We Read Too | My whole life, I have been told that, in order to keep knowledge from black people, you put it in books. In other words, black people do not read. As is evident by the name, We Read Too, created in 2014 by Kaya Thomas, is here to dispel that falsehood. The app focuses on making it easier for black people to find books by black authors about black culture and lifestyles. While R.L. Stein's writing was fine, I was looking for books by Walter Dean Myers, too. I wanted to look at the pages and see representations that looked like me and my siblings and my parents. We Read Too provides that and more.
Entrepreneurs | Though it would take another article to highlight every entrepreneur who plays a role in Afrotech (both the conference and the movement), their collective impact is invaluable. The conference, though tech-centered, also has a strong startup component. You don't have to be a coder, an engineer, or a programmer to participate at Afrotech. You could just have a dream and know that, at some point, that dream is going to have to meet dollars to make sense. From sessions on how to develop the perfect pitch for a venture capitalist to general legal advice on protecting your brainchild, black entrepreneurs who want to see new black entrepreneurs succeed roll up their sleeves and immerse themselves in making Afrotech more than just a techie conference.

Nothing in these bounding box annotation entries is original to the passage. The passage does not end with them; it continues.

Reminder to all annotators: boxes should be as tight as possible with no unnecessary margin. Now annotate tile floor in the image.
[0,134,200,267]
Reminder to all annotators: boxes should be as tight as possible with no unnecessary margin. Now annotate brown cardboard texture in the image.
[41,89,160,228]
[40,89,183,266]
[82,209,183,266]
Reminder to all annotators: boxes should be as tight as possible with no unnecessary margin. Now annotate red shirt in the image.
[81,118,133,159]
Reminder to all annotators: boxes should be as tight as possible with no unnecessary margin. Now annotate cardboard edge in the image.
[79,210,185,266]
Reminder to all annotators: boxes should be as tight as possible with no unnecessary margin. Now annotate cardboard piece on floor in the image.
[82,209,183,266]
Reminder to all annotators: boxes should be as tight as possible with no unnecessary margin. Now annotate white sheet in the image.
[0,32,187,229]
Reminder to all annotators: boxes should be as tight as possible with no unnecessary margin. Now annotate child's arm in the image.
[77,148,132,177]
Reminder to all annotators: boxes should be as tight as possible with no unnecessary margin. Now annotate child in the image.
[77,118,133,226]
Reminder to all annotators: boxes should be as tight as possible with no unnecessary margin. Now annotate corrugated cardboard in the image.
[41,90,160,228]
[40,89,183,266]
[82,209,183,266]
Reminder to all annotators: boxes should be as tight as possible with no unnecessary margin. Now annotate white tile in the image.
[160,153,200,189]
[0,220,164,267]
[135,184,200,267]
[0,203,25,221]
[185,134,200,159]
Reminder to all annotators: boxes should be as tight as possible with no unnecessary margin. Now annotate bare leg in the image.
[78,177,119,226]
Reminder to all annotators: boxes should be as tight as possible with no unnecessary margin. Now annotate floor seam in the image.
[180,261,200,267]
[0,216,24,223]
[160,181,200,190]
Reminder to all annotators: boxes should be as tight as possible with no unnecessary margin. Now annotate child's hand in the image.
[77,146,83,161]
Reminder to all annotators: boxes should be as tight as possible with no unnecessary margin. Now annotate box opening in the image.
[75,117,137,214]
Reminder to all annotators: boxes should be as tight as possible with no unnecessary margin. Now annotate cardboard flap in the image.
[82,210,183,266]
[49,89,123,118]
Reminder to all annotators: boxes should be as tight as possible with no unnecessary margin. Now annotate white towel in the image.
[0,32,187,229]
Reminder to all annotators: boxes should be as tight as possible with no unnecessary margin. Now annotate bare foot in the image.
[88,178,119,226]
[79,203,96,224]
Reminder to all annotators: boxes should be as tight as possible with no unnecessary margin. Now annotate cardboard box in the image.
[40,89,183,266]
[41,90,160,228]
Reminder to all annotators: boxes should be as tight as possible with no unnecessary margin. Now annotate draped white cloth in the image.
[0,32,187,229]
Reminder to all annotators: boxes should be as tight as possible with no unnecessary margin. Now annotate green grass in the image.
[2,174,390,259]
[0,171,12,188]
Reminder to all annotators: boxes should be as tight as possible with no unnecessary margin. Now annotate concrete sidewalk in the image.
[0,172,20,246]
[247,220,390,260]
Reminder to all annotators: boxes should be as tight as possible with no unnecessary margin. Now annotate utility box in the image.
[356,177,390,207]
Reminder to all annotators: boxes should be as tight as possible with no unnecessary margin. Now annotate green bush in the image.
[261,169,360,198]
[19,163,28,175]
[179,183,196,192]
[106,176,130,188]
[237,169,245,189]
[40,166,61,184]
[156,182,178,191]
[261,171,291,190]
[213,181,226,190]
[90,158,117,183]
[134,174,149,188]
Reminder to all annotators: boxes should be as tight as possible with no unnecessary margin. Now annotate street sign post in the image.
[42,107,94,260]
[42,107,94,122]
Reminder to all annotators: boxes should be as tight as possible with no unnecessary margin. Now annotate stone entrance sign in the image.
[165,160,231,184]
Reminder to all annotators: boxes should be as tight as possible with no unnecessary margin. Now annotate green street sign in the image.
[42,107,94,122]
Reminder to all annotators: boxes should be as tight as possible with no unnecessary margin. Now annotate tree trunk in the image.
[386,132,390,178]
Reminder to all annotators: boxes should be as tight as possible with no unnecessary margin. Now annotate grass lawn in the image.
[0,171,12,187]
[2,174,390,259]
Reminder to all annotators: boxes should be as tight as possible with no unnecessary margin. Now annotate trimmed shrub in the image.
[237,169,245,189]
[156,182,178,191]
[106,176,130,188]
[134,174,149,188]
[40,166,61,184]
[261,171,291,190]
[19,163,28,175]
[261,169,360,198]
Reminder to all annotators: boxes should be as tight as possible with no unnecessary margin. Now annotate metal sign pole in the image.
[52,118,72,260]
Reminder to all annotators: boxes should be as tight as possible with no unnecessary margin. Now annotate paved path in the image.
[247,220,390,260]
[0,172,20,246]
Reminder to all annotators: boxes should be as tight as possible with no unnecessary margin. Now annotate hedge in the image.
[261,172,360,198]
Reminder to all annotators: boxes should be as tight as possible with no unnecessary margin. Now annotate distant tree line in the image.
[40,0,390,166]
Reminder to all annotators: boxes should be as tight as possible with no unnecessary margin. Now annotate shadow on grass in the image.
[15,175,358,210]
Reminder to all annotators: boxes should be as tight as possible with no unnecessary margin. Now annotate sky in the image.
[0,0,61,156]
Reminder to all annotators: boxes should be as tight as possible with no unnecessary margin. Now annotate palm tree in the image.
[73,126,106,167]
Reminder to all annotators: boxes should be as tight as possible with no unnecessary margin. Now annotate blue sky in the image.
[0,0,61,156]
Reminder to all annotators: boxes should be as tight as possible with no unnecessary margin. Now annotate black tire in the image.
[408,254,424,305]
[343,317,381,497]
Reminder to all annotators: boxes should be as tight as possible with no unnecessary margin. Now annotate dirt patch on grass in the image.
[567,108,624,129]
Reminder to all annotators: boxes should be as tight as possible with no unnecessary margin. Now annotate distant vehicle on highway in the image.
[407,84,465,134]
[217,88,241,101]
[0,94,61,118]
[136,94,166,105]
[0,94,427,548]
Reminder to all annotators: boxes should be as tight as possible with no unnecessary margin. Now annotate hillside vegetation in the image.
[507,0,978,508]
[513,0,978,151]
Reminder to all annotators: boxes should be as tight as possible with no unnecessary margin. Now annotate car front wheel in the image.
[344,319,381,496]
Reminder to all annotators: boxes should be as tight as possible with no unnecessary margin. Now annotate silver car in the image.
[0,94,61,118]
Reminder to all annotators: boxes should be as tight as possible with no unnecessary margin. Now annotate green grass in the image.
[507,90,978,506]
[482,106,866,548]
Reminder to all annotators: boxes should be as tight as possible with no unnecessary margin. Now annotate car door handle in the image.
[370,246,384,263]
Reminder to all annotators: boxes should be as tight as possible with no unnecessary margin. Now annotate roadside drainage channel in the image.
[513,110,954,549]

Making intentional efforts to diversify the field of technology, both internally and externally, speaks to the commitment that these companies have to the field. On a larger scale, it is indicative of a desire across progressive America to even out the playing field. I remember watching Family Matters growing up and, when I saw the robot Steve built, I disassociated his ingenuity from his blackness. I hope that the new era AfroTech ushers in changes so that when my kids are watching reruns of shows I thought were cool, they won't have the same limited stereotypical expectations of blackness that I did.
On 4:44, JAY-Z said, "We gon' start a society within a society / That's major, just like the Negro League / There was a time America wouldn't let us ball / Those times are now back, just now called Afro-tech." In short, whereas blacks were once kept out of the metaphorical and literal "Major Leagues," excellence in innovation within any field—be it athletics, the arts, business, or technology—will bring America knocking at our doorsteps to recruit our best and brightest. Whether we are talking about Jackie Robinson, Barack Obama, or Zim Ugochukwu, black people who take risks to be firsts to make a leap of faith are revolutionaries. AfroTech is the celebration of that revolutionary mindset and it celebrates by continuing to break down barriers.
Black history can never be forgotten, but the future of our Black America is something to be shed light on. Black culture's ownership of its leverage and economic impact in sports, film/television, fashion, and music is being unapologetically claimed. Get ready for the #NewBlackRenaissance.